Now that the 30-items-or-less lanes are gone, more people are using the regular registers. And the regular checkers are slower. I did not see a familiar face there. Well, I did. But in a different way.

I waited in line 10 minutes without moving. There was one customer being rung up, one customer with stuff already piled on the conveyor, and me. After those 10 minutes, I huffed my way next door. A customer was at the register, one had her stuff already on the conveyor, and then me. Couldn't be any worse than the line I left. Especially when I saw that Devil's Handmaiden waiting for a supervisor.
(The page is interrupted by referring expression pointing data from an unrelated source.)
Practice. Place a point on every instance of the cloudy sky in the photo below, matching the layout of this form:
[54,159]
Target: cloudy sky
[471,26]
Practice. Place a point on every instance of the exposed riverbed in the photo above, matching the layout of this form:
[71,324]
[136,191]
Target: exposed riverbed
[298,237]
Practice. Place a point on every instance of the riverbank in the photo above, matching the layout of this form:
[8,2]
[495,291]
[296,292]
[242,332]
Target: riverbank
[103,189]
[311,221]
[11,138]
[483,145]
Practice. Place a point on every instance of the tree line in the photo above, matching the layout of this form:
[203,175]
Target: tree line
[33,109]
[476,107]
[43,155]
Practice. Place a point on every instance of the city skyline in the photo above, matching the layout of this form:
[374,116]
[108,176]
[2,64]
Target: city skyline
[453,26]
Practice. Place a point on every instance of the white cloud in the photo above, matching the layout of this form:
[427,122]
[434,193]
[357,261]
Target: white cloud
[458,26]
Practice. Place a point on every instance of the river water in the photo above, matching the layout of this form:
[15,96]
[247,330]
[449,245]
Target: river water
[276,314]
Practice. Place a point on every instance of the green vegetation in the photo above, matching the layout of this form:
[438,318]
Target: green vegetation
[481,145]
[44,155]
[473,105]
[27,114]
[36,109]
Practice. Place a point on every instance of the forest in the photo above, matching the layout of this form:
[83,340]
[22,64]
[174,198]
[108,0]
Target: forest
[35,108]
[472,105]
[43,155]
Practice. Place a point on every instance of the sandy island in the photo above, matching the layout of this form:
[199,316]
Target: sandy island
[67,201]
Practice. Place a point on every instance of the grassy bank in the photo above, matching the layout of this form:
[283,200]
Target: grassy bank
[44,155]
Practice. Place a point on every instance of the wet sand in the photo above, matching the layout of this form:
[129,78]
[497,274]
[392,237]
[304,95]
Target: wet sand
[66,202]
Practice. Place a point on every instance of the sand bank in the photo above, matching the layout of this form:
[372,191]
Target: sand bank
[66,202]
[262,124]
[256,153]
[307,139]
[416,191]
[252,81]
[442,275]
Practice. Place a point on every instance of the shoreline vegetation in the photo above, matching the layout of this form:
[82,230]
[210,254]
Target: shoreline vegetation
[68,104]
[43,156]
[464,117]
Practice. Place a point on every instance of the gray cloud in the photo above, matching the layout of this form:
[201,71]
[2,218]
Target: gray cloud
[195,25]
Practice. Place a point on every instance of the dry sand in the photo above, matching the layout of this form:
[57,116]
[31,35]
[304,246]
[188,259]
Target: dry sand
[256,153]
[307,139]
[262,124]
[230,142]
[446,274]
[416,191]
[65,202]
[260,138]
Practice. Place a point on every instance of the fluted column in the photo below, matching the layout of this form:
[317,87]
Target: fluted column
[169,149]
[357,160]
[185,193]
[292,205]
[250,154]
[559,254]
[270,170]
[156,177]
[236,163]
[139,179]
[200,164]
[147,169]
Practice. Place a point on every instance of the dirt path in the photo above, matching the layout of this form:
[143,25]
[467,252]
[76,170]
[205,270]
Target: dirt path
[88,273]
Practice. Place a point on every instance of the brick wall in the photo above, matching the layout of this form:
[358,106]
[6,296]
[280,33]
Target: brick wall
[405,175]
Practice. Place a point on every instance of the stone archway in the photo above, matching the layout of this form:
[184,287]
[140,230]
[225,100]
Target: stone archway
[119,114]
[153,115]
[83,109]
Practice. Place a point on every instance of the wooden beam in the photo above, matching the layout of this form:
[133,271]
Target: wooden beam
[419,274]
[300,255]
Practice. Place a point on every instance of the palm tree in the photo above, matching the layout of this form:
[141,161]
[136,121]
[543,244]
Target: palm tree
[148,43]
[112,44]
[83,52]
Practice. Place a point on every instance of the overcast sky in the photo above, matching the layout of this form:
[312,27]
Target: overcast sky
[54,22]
My new Devil's Handmaiden was no spring chicken. She looked familiar, but not from The Devil's Playground. She was very slow. I wondered if maybe I'd had her before and vowed never again. Too late. The line moved. Devil's Handmaiden chatted amiably with the customer. Took her time bagging. Was cordial. Inquisitive. I know they're supposed to ask about things they scan. "Oh, is this good? I've never tried that. Did you find everything all right?" You know. To engage the customer. I don't mine remaining unengaged.

Then it was my turn. It had taken so long that The Pony was done spending his two dollars in the game room. He came back to help me put bags in the cart.

"Oh. Is this your youngest?"

"Um. Yes."

Then I knew! The checker was the mom and mom-in-law of our three school secretaries! She used to hang around all the time, volunteering. I guess that didn't pay too well. So we had a good chat while she carefully bagged my stuff. I don't think the customer behind me cared much for our reunion. But I had put in my 20 minutes in line, and it was MY turn now.

Small town Devil's Playground blues. I left in a better mood than I'd started. Wheeling out my cart-walker while answering The Pony's question of, "Who WAS that woman."


Sioux said...

The mom and mom-in-law of three district employees? I smell nepotism... There are hordes of people eager to work in schools, so who does this woman know that guaranteed three of her relatives were hired by the same school district? And how well does she know those muckety-mucks?

Does that woman know you're retiring after this school year... or did you forget to mention it?

Hillbilly Mom said...

I think it is coincidence that she is the mom and in-law of all three. I think it started with the oldest sib, who got a job in the office of Elementia, and then her younger sis got a job in the office of Basementia, and then the DIL got a job in the office of Newmentia. They are all quite efficient and personable. Though they seem to spend a lot of time on the phone.

I did, in fact, mention my fast-approaching retirement. She might have a son or daughter that needs a job!

Kathy's Klothesline said...

Do you ever not mention the retirement? I wasn't thinking nepotism, like Sioux. I was thinking incest. You know what my customer base is like ......

Hillbilly Mom said...

Of course I never not-mention retirement! Sioux LOVES to hear about it. My RETIREMENT!

So you were thinking along the lines of an unbranched family tree? I understand, after reading about your clientele.